Its also interesting to note that this process appears to change as we age: https://www.npr.org/2016/04/17/474569125/your-brain-on-lsd-l...
It seems to be a natural speculation that the further layers of visual cortex/brain and NNs are subject to similar optimization, and thus they would have similar kernels. I think psychedelics somehow stimulate these deep layers to massively fire without waiting for the normally required input from the eyes to propagate to those layers to selectively fire neurons in them.
The neural structures in human brains that recognise edges/textures/surfaces are the same ones that generate trippy images when exposed to psychedelic drugs (or flickering light: http://journals.plos.org/ploscompbiol/article?id=10.1371/jou...): http://www.math.utah.edu/~bresslof/publications/01-3.pdf
I believe for anybody who has ever tried psychedelics seeing these was a watershed moment. It seems almost impossible that an algorithm could so faithfully reproduce the experience without somehow having recreated some fundamental structure of the human brain. That is compounded by the fact that this wasn't the result of actually trying to do so, but of an open-ended experiment of creating feedback loops in NN layers.
This question isn't about feature visualisation, but I though I'd take the chance to ask you, what do you think of Hinton's latest paper and his move away from neural network architectures?
While I agree that the practicality of these visualizations mean that you have to fight against this high-frequency "cheating", I can't help but shake the feeling that what these optimization visualizations are showing us is correct. This is what the neuron responds to, whether you like it or not.

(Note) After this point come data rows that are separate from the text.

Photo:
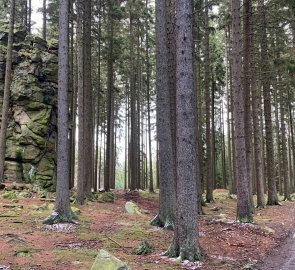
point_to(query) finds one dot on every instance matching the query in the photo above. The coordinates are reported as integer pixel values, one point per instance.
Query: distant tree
(7, 83)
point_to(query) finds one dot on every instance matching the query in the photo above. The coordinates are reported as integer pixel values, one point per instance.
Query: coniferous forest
(141, 134)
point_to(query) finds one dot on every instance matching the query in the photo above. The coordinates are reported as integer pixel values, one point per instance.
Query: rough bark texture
(44, 20)
(167, 185)
(88, 102)
(244, 207)
(272, 190)
(186, 233)
(257, 130)
(6, 94)
(80, 63)
(209, 165)
(247, 90)
(62, 201)
(148, 71)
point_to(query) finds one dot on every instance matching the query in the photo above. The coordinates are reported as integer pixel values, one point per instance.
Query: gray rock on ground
(106, 261)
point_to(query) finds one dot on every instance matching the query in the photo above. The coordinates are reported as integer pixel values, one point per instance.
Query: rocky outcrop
(31, 135)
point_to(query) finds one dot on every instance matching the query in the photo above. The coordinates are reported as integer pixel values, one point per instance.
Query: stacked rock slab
(31, 135)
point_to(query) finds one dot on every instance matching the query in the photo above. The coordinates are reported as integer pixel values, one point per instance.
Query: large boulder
(31, 134)
(106, 261)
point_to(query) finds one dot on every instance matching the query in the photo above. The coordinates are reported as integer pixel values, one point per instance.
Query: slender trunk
(209, 169)
(257, 129)
(247, 90)
(80, 69)
(29, 17)
(62, 202)
(186, 244)
(166, 171)
(6, 94)
(44, 20)
(272, 190)
(243, 193)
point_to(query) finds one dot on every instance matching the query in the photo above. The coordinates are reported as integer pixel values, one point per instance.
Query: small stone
(132, 208)
(105, 197)
(106, 261)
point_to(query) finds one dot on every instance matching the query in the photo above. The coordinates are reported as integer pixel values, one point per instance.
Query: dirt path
(282, 257)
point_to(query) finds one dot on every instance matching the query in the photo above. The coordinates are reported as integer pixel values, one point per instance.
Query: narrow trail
(282, 257)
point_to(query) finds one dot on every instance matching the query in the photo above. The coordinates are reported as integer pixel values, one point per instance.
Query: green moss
(105, 197)
(10, 196)
(85, 256)
(246, 219)
(144, 248)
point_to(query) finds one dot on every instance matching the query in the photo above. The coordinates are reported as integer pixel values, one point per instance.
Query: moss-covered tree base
(183, 253)
(56, 218)
(246, 219)
(167, 224)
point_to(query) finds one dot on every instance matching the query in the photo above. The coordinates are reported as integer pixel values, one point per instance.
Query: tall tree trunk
(167, 185)
(151, 182)
(62, 201)
(110, 102)
(185, 244)
(247, 90)
(244, 206)
(6, 94)
(80, 83)
(272, 190)
(88, 146)
(209, 176)
(133, 139)
(256, 112)
(44, 28)
(29, 17)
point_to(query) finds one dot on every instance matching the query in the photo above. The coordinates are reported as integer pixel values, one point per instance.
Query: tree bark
(272, 190)
(62, 201)
(186, 244)
(6, 94)
(167, 185)
(243, 203)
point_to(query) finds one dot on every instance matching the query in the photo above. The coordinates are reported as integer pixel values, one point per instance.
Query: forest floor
(25, 243)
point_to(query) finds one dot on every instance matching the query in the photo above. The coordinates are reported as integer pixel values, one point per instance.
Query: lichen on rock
(31, 134)
(106, 261)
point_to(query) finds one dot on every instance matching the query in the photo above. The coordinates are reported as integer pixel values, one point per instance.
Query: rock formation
(31, 135)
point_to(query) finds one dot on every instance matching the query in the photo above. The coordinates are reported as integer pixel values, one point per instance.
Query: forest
(141, 134)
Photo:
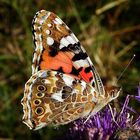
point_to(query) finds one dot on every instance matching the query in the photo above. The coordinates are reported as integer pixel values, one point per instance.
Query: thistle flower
(108, 124)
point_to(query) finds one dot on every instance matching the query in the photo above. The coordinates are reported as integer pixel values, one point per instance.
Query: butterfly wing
(54, 98)
(57, 48)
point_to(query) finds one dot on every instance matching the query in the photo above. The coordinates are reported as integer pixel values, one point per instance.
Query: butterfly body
(64, 85)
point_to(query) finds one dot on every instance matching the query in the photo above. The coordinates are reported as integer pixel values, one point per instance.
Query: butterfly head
(112, 92)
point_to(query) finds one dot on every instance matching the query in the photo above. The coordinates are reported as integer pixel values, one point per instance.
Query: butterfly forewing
(64, 85)
(57, 48)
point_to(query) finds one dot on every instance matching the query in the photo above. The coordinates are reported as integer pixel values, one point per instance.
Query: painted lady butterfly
(64, 85)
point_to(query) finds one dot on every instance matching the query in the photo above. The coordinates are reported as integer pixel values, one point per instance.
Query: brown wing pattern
(57, 48)
(55, 98)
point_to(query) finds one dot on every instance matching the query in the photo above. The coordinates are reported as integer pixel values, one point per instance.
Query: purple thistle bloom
(106, 124)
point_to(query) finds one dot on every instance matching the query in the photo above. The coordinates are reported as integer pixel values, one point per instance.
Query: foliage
(109, 30)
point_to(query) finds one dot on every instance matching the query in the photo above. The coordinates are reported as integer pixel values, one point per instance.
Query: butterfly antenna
(126, 68)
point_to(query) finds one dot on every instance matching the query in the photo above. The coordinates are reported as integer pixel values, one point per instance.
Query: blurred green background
(108, 29)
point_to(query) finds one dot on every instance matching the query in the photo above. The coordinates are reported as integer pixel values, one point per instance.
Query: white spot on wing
(71, 40)
(61, 46)
(59, 20)
(68, 80)
(64, 42)
(81, 63)
(50, 41)
(57, 96)
(47, 32)
(43, 18)
(49, 25)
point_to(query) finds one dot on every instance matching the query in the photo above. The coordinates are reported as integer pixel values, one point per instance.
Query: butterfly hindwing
(55, 98)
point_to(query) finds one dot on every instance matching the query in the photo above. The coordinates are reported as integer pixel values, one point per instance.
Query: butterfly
(64, 85)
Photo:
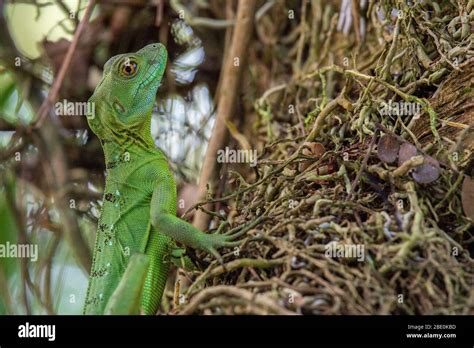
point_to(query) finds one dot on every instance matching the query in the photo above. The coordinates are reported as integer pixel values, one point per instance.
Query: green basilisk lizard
(138, 226)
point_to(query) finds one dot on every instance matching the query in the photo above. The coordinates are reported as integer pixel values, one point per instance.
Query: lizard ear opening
(118, 107)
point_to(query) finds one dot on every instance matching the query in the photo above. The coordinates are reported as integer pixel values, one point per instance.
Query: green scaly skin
(138, 226)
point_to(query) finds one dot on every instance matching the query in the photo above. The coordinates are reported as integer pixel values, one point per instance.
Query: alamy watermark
(338, 250)
(12, 250)
(237, 156)
(68, 108)
(400, 108)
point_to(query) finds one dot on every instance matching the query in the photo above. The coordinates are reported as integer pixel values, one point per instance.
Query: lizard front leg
(164, 219)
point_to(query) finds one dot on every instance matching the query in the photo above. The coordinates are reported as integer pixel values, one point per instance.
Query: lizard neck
(126, 151)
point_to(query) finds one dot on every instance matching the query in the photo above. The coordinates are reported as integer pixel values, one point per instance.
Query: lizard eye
(129, 68)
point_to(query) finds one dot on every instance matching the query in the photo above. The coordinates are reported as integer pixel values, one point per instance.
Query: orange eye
(129, 68)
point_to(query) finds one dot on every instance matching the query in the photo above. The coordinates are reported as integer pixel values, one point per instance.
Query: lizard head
(124, 98)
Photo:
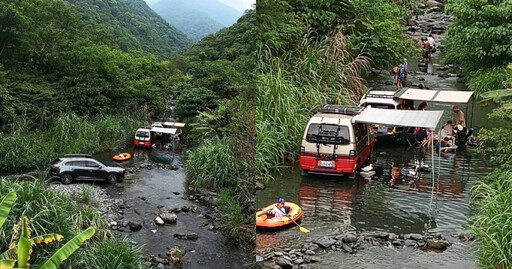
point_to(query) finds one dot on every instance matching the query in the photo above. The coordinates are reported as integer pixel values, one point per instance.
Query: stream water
(386, 202)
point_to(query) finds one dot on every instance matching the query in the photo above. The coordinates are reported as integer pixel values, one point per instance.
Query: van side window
(328, 134)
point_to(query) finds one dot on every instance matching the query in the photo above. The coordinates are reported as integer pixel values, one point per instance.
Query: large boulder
(169, 217)
(433, 3)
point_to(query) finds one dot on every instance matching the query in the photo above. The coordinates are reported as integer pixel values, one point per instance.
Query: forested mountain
(130, 24)
(196, 18)
(87, 57)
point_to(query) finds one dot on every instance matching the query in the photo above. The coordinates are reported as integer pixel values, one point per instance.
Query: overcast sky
(241, 5)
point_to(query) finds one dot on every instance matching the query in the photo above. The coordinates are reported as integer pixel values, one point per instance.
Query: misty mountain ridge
(197, 18)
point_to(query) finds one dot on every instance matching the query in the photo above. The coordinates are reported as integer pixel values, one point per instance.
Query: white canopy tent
(164, 130)
(437, 96)
(402, 118)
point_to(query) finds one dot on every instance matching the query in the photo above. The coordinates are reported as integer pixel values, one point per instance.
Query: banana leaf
(6, 264)
(65, 251)
(497, 93)
(23, 252)
(5, 206)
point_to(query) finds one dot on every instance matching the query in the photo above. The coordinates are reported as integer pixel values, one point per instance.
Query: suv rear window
(328, 134)
(142, 134)
(76, 163)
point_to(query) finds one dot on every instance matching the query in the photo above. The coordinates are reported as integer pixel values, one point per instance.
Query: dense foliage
(316, 52)
(480, 40)
(189, 17)
(61, 57)
(50, 211)
(374, 27)
(213, 82)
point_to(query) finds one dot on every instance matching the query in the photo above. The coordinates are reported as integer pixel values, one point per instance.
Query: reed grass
(493, 222)
(23, 147)
(293, 85)
(212, 165)
(49, 211)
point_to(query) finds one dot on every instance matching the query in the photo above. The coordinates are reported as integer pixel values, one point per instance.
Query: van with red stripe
(334, 144)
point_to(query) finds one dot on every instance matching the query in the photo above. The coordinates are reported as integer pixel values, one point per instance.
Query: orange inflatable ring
(270, 223)
(122, 157)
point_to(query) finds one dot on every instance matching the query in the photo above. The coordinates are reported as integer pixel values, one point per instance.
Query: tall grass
(49, 212)
(212, 165)
(292, 86)
(493, 221)
(23, 147)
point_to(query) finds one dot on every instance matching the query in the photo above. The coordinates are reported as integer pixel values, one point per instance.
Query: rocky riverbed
(153, 208)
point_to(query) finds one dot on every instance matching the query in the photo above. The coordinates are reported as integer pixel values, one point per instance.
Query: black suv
(83, 167)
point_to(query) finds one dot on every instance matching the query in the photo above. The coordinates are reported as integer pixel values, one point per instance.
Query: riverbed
(386, 202)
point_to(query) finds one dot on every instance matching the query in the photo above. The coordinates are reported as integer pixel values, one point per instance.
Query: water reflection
(387, 201)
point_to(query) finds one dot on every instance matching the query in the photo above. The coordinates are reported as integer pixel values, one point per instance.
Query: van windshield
(328, 134)
(142, 134)
(382, 106)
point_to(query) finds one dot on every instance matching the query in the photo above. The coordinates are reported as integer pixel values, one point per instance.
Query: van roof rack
(78, 155)
(343, 110)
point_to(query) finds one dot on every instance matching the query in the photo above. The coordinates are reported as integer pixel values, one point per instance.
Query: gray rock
(259, 258)
(135, 226)
(438, 244)
(169, 217)
(347, 248)
(284, 263)
(325, 242)
(159, 221)
(349, 238)
(259, 186)
(414, 236)
(311, 246)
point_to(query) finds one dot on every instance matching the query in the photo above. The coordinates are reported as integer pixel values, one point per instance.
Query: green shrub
(23, 147)
(50, 212)
(113, 254)
(212, 165)
(489, 80)
(493, 221)
(194, 100)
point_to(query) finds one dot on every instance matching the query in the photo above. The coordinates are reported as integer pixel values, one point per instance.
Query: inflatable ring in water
(271, 223)
(122, 157)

Put in another way, the problem doesn't seem to be with the visualization but with the network itself.
Has there been any research in making neural networks that are robust to adversarial examples?

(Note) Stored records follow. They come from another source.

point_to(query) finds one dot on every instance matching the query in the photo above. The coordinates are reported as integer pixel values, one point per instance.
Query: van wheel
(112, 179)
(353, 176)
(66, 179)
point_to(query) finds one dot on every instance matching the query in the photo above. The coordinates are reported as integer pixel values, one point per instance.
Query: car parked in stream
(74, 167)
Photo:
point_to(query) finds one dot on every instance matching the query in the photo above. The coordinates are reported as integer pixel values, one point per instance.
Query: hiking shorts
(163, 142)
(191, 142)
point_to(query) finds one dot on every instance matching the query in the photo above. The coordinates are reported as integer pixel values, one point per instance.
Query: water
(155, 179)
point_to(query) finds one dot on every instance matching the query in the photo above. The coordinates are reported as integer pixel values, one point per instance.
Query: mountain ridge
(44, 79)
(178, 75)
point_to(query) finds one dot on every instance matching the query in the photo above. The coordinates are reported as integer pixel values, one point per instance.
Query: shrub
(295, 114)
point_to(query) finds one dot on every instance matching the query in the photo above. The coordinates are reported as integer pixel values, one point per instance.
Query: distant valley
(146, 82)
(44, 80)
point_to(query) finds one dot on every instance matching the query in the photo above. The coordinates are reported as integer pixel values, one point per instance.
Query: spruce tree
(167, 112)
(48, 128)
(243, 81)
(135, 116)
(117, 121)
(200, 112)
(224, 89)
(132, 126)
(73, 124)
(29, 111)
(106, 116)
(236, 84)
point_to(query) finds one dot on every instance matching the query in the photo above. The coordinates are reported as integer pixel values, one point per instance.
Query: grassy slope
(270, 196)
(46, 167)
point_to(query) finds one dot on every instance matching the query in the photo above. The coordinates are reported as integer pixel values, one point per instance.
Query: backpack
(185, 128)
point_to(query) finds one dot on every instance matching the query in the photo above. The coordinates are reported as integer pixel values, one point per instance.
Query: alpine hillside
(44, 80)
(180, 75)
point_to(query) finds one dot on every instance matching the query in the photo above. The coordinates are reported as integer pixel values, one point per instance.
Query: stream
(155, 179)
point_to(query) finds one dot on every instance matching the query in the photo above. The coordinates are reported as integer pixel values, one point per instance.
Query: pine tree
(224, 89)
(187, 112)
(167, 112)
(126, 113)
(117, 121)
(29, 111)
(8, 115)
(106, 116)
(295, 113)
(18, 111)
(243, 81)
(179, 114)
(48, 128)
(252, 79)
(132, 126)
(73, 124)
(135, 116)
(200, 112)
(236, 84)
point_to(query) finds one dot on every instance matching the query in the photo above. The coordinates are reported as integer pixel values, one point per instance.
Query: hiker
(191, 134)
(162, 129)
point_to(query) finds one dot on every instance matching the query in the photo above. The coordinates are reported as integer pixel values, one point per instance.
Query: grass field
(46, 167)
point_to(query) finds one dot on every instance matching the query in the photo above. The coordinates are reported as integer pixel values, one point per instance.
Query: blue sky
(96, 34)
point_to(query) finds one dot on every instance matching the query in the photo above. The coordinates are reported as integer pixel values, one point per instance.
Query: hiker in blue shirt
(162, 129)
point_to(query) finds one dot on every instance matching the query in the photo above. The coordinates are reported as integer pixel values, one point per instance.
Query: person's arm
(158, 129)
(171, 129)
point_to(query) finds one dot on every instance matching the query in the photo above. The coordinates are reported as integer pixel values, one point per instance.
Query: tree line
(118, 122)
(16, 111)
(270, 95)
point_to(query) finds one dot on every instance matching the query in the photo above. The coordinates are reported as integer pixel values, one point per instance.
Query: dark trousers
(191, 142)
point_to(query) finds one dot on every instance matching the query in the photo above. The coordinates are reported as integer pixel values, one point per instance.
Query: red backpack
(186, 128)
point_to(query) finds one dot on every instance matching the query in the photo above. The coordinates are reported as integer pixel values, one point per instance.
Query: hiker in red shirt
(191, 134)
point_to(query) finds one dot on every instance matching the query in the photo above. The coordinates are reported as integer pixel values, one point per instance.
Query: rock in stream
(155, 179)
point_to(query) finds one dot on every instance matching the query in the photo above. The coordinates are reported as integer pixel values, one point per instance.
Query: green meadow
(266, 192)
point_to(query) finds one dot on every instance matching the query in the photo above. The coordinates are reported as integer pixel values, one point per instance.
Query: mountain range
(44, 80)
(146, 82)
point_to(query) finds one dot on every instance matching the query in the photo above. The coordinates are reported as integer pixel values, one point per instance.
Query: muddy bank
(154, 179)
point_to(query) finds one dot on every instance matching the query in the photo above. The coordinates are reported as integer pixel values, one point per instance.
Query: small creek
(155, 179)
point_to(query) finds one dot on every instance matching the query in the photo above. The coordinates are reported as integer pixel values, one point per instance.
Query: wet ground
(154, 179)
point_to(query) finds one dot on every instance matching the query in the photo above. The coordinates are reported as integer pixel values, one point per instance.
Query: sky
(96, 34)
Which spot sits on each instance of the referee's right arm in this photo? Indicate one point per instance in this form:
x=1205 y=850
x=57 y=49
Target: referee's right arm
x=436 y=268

edit: ok, someone already tested it, and it does not seem to help that much: https://github.com/jaesik817/adv_attack_capsnet
(Though maybe not as symmetric?)
E.g. like if I want to scan areas around me to see if there are any perspectives in my environment that light up the "snake" neurons or the dog neurons???
Inspecting layer activations in real-time is trickier, but presumably possible.
Could they train on white noise from a television and see if the CBR shows a structure similar to the structure of the observable universe when examining the feature layers?
Something about dissecting intelligence, and the potential that our own minds process things similarly. Creepy how our reality is distilled into these uncanny valley type matrices.
Also, I suspect it says something that these images look like what people report seeing on psychedelic trips...
With AI it's trivial to get access to the inner workings of the intermediate layers.